Supervisor Janet Nguyen to honor the USMC at Westminster Vietnam War Memorial

I have misplaced the January 7th email/press release of the Candlelight Vigil being held on January 21st as received from Supervisor Janet Nguyen. I therefore am typing this post from my hard copy.

Supervisor Nguyen’s Memorial service is to commemorate the 40th Anniversary of the Battle of Khe Sanh. The keynote address will be presented by the honorable Judge David O. Carter, U.S. District Court, who was severely wounded in the battle and received a Silver Star for his service to our country.

Date: Monday, January 21st.
Time: 4 p.m.
Location: Westminster Vietnam War Memorial -Sid Goldstein Memorial Park
(corner of 13th street & All American Way)
For additional information on the vigil contact Jon Schlotthauer at 714.834.3114

For those readers who may not be familiar with the Khe Sanh battles let me share some of the report as found on Wikipedia.

The Battle of Khe Sanh was conducted in northwestern Quang Tri Province, Republic of Vietnam (South Vietnam), between 21 January and 8 April 1968 during the Vietnam War. The combatants were elements of the United States (U.S.) III Marine Amphibious Force (III MAF) and two to three division-size elements of the People’s Army of Vietnam (PAVN). The American command in South Vietnam gave the defense of the base the nickname Operation Scotland. The American command in Saigon initially believed that combat operations around Khe Sanh during the summer of 1967 were just part of a series of minor North Vietnamese offensives in the border regions. That appraisal was altered when it was discovered that PAVN was moving major forces into the area during the fall and winter. A build-up of Marine forces took place and actions around Khe Sanh commenced when the Marine base was isolated. During a series of desperate actions that lasted 77 days, Khe Sanh Combat Base (KSCB) and the hilltop outposts around it were under constant North Vietnamese ground and artillery attacks. During the battle a massive aerial bombardment campaign (Operation Niagara) was launched by the U.S. Air Force to support the Marine base. This campaign utilized the latest technological advances in order to locate PAVN forces for targeting. The logistical effort to support KSCB, once it was isolated overland, demanded the implementation of other tactical innovations in order to keep the Marines supplied. In March 1968, an overland relief expedition (Operation Pegasus) was launched by a combined Marine/Army/South Vietnamese task force that eventually broke through to the Marines at Khe Sanh. The battle itself was a tactical victory for the Marines, but the strategic implications of the battle still remain unclear.

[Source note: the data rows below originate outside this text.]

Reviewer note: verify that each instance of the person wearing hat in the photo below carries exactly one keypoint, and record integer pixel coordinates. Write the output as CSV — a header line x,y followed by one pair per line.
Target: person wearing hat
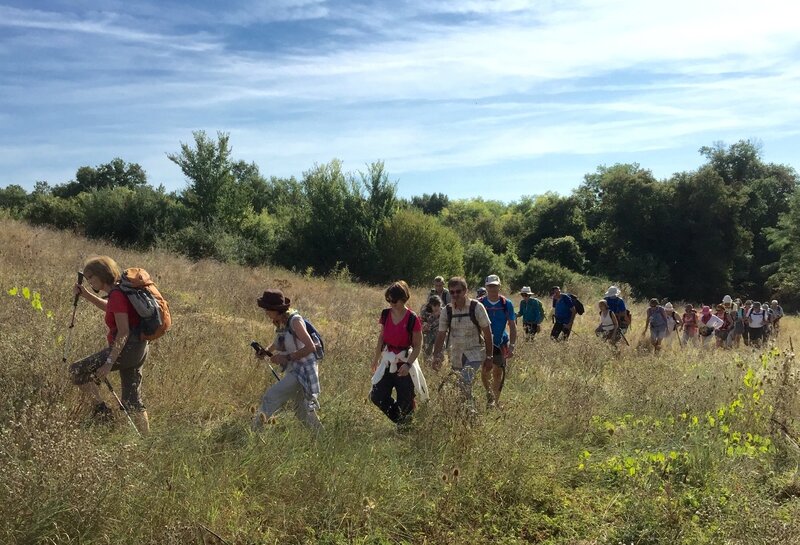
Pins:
x,y
756,320
294,350
532,312
690,324
564,312
657,323
439,289
616,304
777,314
470,332
673,324
501,315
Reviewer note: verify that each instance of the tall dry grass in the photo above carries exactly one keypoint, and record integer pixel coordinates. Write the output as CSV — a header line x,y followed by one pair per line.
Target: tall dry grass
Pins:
x,y
574,457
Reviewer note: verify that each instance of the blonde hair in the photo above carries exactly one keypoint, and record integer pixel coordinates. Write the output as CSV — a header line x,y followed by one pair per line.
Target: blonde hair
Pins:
x,y
104,268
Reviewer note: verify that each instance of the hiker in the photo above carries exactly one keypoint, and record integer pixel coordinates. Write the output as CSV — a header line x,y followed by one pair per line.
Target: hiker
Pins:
x,y
738,324
294,350
674,324
429,315
608,329
777,314
690,325
564,312
657,323
616,304
125,352
756,318
470,331
532,312
394,366
707,326
501,314
723,332
438,289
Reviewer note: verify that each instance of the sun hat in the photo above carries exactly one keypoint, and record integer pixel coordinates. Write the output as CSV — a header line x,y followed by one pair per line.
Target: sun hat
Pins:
x,y
274,300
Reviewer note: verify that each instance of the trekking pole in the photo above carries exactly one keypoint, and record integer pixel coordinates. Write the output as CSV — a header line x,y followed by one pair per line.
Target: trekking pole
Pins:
x,y
260,349
119,402
68,342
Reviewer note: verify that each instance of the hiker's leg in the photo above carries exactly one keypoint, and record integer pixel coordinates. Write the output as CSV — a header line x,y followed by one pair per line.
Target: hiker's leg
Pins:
x,y
306,408
381,396
276,396
405,398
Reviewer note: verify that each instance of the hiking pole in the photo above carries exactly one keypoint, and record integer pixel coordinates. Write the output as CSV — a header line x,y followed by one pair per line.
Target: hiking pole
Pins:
x,y
119,401
68,343
261,350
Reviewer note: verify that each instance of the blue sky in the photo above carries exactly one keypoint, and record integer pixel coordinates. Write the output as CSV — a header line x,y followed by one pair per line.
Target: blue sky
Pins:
x,y
471,98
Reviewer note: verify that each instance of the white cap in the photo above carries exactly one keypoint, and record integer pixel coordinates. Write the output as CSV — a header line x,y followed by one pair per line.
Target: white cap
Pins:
x,y
613,291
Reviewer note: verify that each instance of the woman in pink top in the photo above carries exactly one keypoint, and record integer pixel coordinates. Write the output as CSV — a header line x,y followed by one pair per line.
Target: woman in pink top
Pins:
x,y
399,344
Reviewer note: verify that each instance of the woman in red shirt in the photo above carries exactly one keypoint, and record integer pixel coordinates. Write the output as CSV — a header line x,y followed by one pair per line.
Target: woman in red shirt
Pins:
x,y
125,352
394,365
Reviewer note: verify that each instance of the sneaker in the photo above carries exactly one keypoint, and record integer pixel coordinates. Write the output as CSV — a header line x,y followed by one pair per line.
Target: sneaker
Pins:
x,y
102,413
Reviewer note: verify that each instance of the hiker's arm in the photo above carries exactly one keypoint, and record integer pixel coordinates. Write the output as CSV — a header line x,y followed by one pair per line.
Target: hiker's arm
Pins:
x,y
416,346
96,300
376,358
123,332
488,342
301,336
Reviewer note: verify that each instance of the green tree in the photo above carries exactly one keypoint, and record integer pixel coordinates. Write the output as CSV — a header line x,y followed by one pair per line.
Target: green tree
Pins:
x,y
415,247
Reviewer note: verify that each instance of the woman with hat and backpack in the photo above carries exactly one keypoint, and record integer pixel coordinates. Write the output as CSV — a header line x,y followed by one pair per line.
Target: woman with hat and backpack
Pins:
x,y
294,350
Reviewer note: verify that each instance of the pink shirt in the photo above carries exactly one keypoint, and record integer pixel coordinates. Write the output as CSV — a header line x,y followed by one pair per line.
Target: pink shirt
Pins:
x,y
395,336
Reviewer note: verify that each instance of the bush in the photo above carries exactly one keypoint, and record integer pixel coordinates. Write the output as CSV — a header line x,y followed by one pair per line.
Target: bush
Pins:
x,y
416,248
49,210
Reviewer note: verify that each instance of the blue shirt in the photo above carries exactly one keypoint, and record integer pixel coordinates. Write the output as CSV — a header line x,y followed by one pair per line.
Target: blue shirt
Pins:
x,y
499,316
615,304
563,309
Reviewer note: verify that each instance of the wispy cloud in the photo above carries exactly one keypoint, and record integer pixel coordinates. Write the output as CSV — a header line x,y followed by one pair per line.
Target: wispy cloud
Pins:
x,y
427,86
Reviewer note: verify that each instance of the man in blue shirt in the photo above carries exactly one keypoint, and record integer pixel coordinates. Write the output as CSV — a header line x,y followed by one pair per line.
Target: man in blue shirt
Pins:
x,y
564,312
616,304
501,314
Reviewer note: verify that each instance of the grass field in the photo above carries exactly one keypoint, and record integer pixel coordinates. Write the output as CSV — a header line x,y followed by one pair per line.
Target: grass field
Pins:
x,y
591,447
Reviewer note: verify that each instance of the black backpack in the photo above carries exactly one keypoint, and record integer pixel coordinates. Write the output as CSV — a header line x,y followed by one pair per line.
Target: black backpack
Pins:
x,y
577,302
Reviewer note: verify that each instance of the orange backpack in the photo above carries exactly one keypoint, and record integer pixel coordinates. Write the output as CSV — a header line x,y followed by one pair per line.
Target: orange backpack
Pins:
x,y
151,306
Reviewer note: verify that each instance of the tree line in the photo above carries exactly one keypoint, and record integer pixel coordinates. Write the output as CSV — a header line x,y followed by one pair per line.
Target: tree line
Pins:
x,y
730,226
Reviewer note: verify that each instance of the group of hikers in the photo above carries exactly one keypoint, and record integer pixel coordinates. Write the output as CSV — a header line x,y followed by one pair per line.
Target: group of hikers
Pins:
x,y
480,335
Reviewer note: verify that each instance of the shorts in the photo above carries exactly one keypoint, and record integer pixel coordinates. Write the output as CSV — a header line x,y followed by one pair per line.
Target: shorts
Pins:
x,y
531,328
129,364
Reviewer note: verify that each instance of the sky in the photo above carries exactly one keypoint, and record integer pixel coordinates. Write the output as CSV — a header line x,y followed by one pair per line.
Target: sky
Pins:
x,y
492,99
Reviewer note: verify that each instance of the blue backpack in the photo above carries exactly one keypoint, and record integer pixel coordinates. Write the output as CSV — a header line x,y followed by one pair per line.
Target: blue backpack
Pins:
x,y
319,344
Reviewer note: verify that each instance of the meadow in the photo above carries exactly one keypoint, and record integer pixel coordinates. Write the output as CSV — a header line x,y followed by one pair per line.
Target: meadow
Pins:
x,y
592,446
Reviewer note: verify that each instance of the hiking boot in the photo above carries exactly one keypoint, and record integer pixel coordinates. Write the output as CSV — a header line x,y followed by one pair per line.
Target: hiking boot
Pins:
x,y
102,413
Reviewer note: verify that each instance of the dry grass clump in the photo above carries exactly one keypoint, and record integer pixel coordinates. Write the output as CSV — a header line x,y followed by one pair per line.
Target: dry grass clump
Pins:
x,y
594,445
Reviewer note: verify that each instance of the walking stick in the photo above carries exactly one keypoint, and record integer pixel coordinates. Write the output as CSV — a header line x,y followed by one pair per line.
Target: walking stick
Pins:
x,y
68,343
119,402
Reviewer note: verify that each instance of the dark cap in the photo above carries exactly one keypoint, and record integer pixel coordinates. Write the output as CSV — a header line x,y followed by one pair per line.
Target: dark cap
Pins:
x,y
274,300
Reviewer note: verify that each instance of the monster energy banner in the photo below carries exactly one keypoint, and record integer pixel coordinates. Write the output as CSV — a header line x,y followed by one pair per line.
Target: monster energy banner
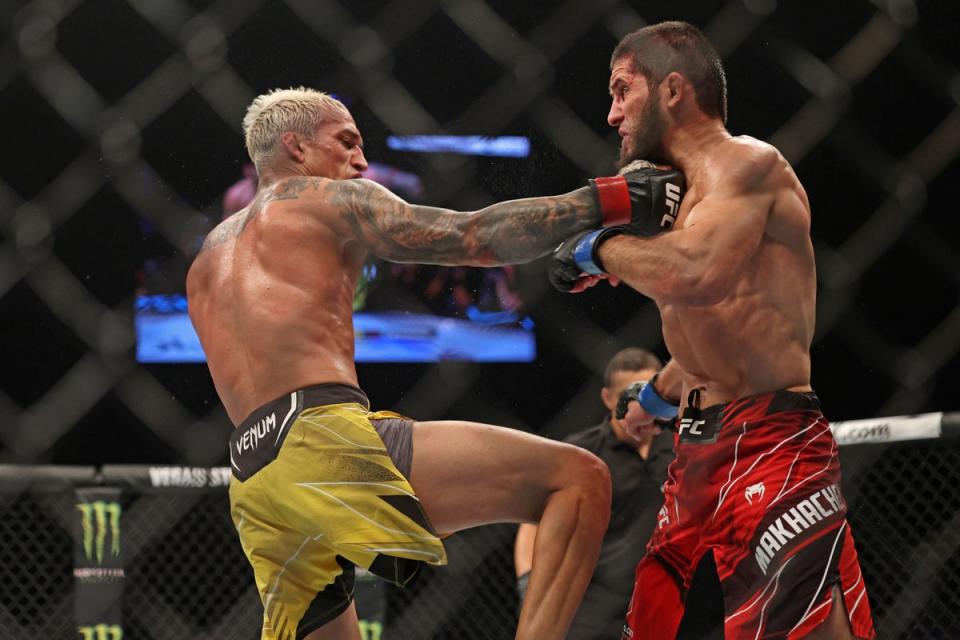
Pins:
x,y
98,563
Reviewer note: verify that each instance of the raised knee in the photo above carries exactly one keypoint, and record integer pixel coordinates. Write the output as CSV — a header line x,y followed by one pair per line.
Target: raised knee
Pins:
x,y
590,475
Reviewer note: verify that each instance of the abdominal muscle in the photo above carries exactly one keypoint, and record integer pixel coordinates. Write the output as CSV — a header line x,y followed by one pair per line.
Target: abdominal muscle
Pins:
x,y
735,348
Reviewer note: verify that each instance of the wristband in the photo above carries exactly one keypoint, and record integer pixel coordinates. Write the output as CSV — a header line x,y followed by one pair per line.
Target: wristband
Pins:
x,y
654,404
613,196
583,253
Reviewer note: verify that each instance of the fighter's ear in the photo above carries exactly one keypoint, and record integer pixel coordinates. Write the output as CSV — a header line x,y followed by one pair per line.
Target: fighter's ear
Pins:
x,y
674,87
290,142
606,396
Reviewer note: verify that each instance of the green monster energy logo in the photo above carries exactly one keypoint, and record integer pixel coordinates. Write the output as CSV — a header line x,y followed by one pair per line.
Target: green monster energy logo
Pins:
x,y
370,630
101,632
96,519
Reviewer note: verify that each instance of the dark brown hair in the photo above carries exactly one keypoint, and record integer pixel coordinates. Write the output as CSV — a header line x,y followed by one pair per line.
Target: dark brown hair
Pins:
x,y
630,359
663,48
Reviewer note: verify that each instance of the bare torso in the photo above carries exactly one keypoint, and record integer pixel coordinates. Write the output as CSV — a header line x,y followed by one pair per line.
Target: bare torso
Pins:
x,y
273,304
271,292
756,338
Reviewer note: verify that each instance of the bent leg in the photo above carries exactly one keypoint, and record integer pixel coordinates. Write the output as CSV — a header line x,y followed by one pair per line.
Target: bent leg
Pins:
x,y
656,606
837,625
468,474
343,627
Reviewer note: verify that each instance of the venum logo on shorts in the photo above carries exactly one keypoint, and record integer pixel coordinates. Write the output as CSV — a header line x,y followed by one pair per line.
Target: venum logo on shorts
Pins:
x,y
673,204
754,491
251,438
663,518
799,518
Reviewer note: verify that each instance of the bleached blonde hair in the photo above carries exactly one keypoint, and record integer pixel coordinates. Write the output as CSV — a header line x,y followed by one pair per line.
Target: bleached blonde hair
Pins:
x,y
299,109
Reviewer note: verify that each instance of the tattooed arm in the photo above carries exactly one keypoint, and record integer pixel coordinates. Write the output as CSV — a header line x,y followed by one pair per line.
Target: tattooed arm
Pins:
x,y
505,233
509,232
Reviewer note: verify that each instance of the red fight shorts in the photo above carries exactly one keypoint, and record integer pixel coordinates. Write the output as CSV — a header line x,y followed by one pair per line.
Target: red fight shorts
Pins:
x,y
756,481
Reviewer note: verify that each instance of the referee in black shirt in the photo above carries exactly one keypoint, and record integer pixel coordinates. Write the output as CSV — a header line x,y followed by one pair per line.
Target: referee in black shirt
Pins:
x,y
638,468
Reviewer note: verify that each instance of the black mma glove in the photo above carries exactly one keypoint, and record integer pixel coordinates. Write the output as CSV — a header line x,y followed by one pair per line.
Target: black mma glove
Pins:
x,y
577,255
649,398
643,197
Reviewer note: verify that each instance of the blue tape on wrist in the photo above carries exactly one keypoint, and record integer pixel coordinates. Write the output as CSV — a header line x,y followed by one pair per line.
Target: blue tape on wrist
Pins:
x,y
653,404
583,253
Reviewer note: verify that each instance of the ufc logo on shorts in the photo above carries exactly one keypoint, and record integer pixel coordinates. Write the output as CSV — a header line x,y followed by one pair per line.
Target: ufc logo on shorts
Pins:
x,y
694,430
691,426
673,204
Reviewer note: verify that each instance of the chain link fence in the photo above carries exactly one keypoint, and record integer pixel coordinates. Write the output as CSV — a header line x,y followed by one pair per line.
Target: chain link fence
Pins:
x,y
184,575
123,115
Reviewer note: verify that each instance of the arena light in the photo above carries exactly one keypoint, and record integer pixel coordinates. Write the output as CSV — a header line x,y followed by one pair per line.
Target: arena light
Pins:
x,y
501,146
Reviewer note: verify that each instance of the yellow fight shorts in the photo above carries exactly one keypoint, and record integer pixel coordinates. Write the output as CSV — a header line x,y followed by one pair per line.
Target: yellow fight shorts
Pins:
x,y
316,491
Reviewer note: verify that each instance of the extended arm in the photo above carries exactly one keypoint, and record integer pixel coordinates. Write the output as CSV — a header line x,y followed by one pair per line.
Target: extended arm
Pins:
x,y
699,263
510,232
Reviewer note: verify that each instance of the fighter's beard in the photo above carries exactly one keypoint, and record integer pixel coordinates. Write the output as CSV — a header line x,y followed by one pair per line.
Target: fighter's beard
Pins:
x,y
646,139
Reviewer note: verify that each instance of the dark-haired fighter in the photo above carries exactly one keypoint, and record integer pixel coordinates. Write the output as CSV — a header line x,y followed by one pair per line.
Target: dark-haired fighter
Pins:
x,y
757,479
320,483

By the end of the battle of Khe Sanh, U.S. Air Force assets had flown 9,691 tactical sorties and dropped 14,223 tons of bombs on targets within the Khe Sanh area. Marine Corps aviators had flown 7,098 missions and released 17,015 tons. Naval aircrews, many of whom were redirected from Operation Rolling Thunder strikes against North Vietnam, flew 5,337 sorties and dropped 7,941 tons of ordnance in the area.

Not even this amount of unleashed firepower was enough to calm the anxiety of American leaders in Washington. On 1 February General Earle G. Wheeler, chairman of the Joint Chiefs of Staff, raised the issue with Westmoreland of “whether tactical nuclear weapons should be used if the situation at Khe Sanh should become that desperate.” Westmoreland replied that their use would probably not be required. He added, however, that if the situation did change dramatically, “I visualize that either tactical nuclear weapons or chemical agents would be active candidates for employment.” Westmoreland then established a small study group to examine the consequences of what was nicknamed Fracture Jaw. Westmoreland later wrote that “Washington so feared that some word of it might reach the press that I was told to desist.

Having visited the Vietnam War Memorial in Washington I am glad that the city of Westminster constructed a memorial here in Orange County to express it’s residents gratitude for those brave men and women who lost their lives in that conflict.

Note: The Westminster Vietnam Memorial, initiated by Frank Fry in 1997, was dedicated on April 27th 2003.